SÃO PAULO, SP (FOLHAPRESS) – O volume do comércio global deve crescer apenas 1,7% neste ano, a primeira vez em 15 anos que o comércio internacional avança abaixo da economia mundial, afirmou nesta terça-feira (27) a OMC (Organização Mundial do Comércio).
A projeção, bem abaixo da estimativa anterior da OMC de 2,8% feita em abril, reflete uma desaceleração na China e no Brasil e também a redução nas importações dos Estados Unidos.

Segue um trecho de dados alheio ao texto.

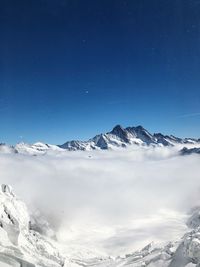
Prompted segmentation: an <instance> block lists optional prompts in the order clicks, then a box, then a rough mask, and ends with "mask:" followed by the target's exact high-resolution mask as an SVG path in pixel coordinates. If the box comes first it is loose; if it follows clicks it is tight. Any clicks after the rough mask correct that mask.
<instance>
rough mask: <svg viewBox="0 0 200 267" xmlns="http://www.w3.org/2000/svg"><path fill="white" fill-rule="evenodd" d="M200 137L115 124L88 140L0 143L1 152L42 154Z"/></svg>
mask: <svg viewBox="0 0 200 267" xmlns="http://www.w3.org/2000/svg"><path fill="white" fill-rule="evenodd" d="M197 143H200V139H194V138H183V139H182V138H179V137H175V136H173V135H163V134H161V133H154V134H152V133H150V132H149V131H148V130H146V129H145V128H143V127H142V126H136V127H127V128H123V127H122V126H120V125H116V126H115V127H114V128H113V129H112V131H110V132H107V133H104V134H103V133H102V134H98V135H96V136H95V137H93V138H91V139H89V140H88V141H79V140H72V141H67V142H66V143H64V144H62V145H51V144H45V143H42V142H37V143H34V144H27V143H24V142H21V143H18V144H17V145H15V146H9V145H6V144H3V143H2V144H0V152H2V153H20V154H28V155H44V154H46V153H49V154H51V153H59V152H64V151H66V150H67V151H75V150H83V151H84V150H86V151H91V150H106V149H116V148H125V147H129V146H130V145H138V146H174V145H176V144H194V145H195V144H197Z"/></svg>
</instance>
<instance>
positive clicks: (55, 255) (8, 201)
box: [0, 185, 63, 267]
mask: <svg viewBox="0 0 200 267" xmlns="http://www.w3.org/2000/svg"><path fill="white" fill-rule="evenodd" d="M0 253H1V254H0V266H2V265H3V263H2V265H1V259H2V258H4V260H2V262H4V263H5V264H6V262H7V264H8V260H7V261H6V260H5V259H7V258H10V259H12V261H14V262H15V265H13V264H11V265H8V266H27V267H28V266H32V265H31V264H28V262H30V263H32V264H33V266H51V267H53V266H54V267H60V266H63V258H62V256H61V255H60V253H59V251H58V250H57V248H56V246H54V245H53V242H52V241H50V240H49V239H48V238H46V237H43V236H42V235H40V234H39V233H38V232H36V231H34V230H31V229H30V216H29V213H28V211H27V207H26V205H25V204H24V203H23V202H22V201H21V200H19V199H18V198H17V197H16V196H15V195H14V193H13V191H12V188H11V187H10V186H8V185H2V187H1V191H0ZM22 262H23V263H22ZM25 262H27V263H25ZM19 264H21V265H19ZM25 264H26V265H25Z"/></svg>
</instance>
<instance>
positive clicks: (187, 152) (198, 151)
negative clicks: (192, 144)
mask: <svg viewBox="0 0 200 267" xmlns="http://www.w3.org/2000/svg"><path fill="white" fill-rule="evenodd" d="M180 154H181V155H184V156H185V155H191V154H200V147H193V148H187V147H184V148H183V149H181V151H180Z"/></svg>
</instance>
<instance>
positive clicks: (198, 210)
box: [0, 185, 200, 267]
mask: <svg viewBox="0 0 200 267" xmlns="http://www.w3.org/2000/svg"><path fill="white" fill-rule="evenodd" d="M199 211H200V209H195V210H193V212H192V216H191V217H190V218H189V219H188V221H187V225H188V226H189V227H190V228H192V230H188V233H186V234H185V235H184V237H183V238H182V239H181V240H178V241H177V242H170V243H168V244H165V245H156V244H154V243H150V244H149V245H147V246H146V247H144V248H143V249H142V250H140V251H136V252H133V253H130V254H128V255H125V256H124V257H121V256H120V257H116V258H113V257H94V258H92V257H90V258H88V259H87V258H78V259H76V258H73V257H72V258H69V256H68V255H67V256H65V257H64V256H61V253H60V252H59V250H58V248H57V247H58V244H56V242H54V241H53V240H52V239H49V238H48V237H45V236H44V235H43V234H46V233H44V232H42V231H41V228H42V229H44V228H47V229H48V223H47V222H46V221H45V220H44V219H42V217H41V219H37V220H35V221H34V222H32V223H30V220H31V219H30V216H29V214H28V211H27V207H26V206H25V204H24V203H23V202H22V201H21V200H19V199H18V198H17V197H16V196H15V194H14V193H13V190H12V188H11V187H10V186H8V185H2V186H1V190H0V266H2V267H4V266H5V267H11V266H12V267H36V266H37V267H39V266H40V267H62V266H65V267H68V266H70V267H78V266H85V267H87V266H88V267H89V266H94V267H95V266H96V267H97V266H98V267H109V266H110V267H120V266H130V267H144V266H148V267H192V266H196V267H199V266H200V212H199ZM38 216H39V214H38ZM37 224H38V225H37ZM32 225H34V227H35V228H37V229H35V230H33V228H32ZM46 226H47V227H46ZM39 232H41V233H39Z"/></svg>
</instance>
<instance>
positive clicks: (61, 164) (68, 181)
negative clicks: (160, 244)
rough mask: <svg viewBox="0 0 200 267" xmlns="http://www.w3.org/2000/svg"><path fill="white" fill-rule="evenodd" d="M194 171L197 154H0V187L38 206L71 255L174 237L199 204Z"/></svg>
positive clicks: (125, 251) (123, 251)
mask: <svg viewBox="0 0 200 267" xmlns="http://www.w3.org/2000/svg"><path fill="white" fill-rule="evenodd" d="M199 173H200V157H199V155H197V156H195V155H191V156H185V157H183V156H178V155H177V149H176V148H149V149H145V148H143V149H142V148H135V149H132V150H119V151H98V152H67V153H64V154H62V155H60V156H59V155H57V156H50V155H49V156H48V155H46V156H40V157H39V156H38V157H32V156H23V155H5V154H4V155H3V154H1V155H0V182H1V183H8V184H11V185H12V186H13V187H14V190H15V192H16V193H17V195H18V196H20V197H21V198H22V199H24V201H25V202H26V203H27V204H28V205H29V207H30V208H31V209H32V210H34V209H39V210H40V211H41V213H42V214H44V216H46V217H47V218H48V220H49V221H50V222H51V224H52V225H53V227H54V228H55V229H56V232H57V236H58V240H59V241H60V242H61V243H63V244H65V246H66V248H67V251H69V250H70V249H71V250H72V251H73V253H75V252H74V247H75V248H77V250H79V247H84V248H88V250H89V249H91V250H94V248H95V250H96V251H97V252H99V253H105V254H111V255H117V254H123V253H126V252H130V251H133V250H135V249H138V248H141V247H142V246H144V245H146V244H147V243H148V242H151V241H156V242H165V241H168V240H173V239H176V238H177V237H180V236H181V235H182V234H183V233H184V231H185V228H186V226H185V224H184V221H185V219H186V214H187V212H188V211H189V210H190V209H191V208H192V207H194V206H197V205H199V204H200V179H199V177H200V176H199ZM71 253H72V252H71Z"/></svg>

A desaceleração “se deve a uma queda mais forte que o previsto do volume do comércio de mercadorias no primeiro trimestre (-1,1% na comparação com o trimestre anterior, estabelecido pela média de exportações e importações corrigida das variações sazonais) e a uma recuperação mais frágil do que o previsto no segundo trimestre (+0,3%)”, afirma a OMC em comunicado.
A OMC também estima crescimento mais lento do comércio em 2017 do que a projeção anterior, com um aumento de 1,8% a 3,1%, em vez dos 3,6% previstos em abril.
“A impressionante desaceleração do comércio é grave e deve servir de sinal de alerta”, afirmou o diretor-geral da OMC, o brasileiro Roberto Azevêdo.
“É particularmente inquietante dada a hostilidade crescente à globalização”, completou.
A OMC antecipa que o PIB real no mundo deve aumentar 2,2%.
“Se a projeção revisada for confirmada, 2016 será o ano em que, pela primeira vez em 15 anos, a razão comércio/crescimento do PIB mundial ficará abaixo de 1 por 1”, destaca a OMC.
Vários sinais apontam para uma recuperação do comércio mundial no segundo semestre, como a expansão do tráfego dos portos de contêineres ou o aumento dos encargos para a exportação nos Estados Unidos.
“Mas várias incertezas pesam nas perspectivas para o restante do ano e o próximo”, adverte a organização.
“Como por exemplo a volatilidade financeira provocada pelas mudanças que afetam a política monetária dos países desenvolvidos, a possibilidade de que os discursos contra o comércio se reflitam cada vez mais nas políticas comerciais e os efeitos potenciais da votação do ‘brexit’ no Reino Unido, afirma a OMC.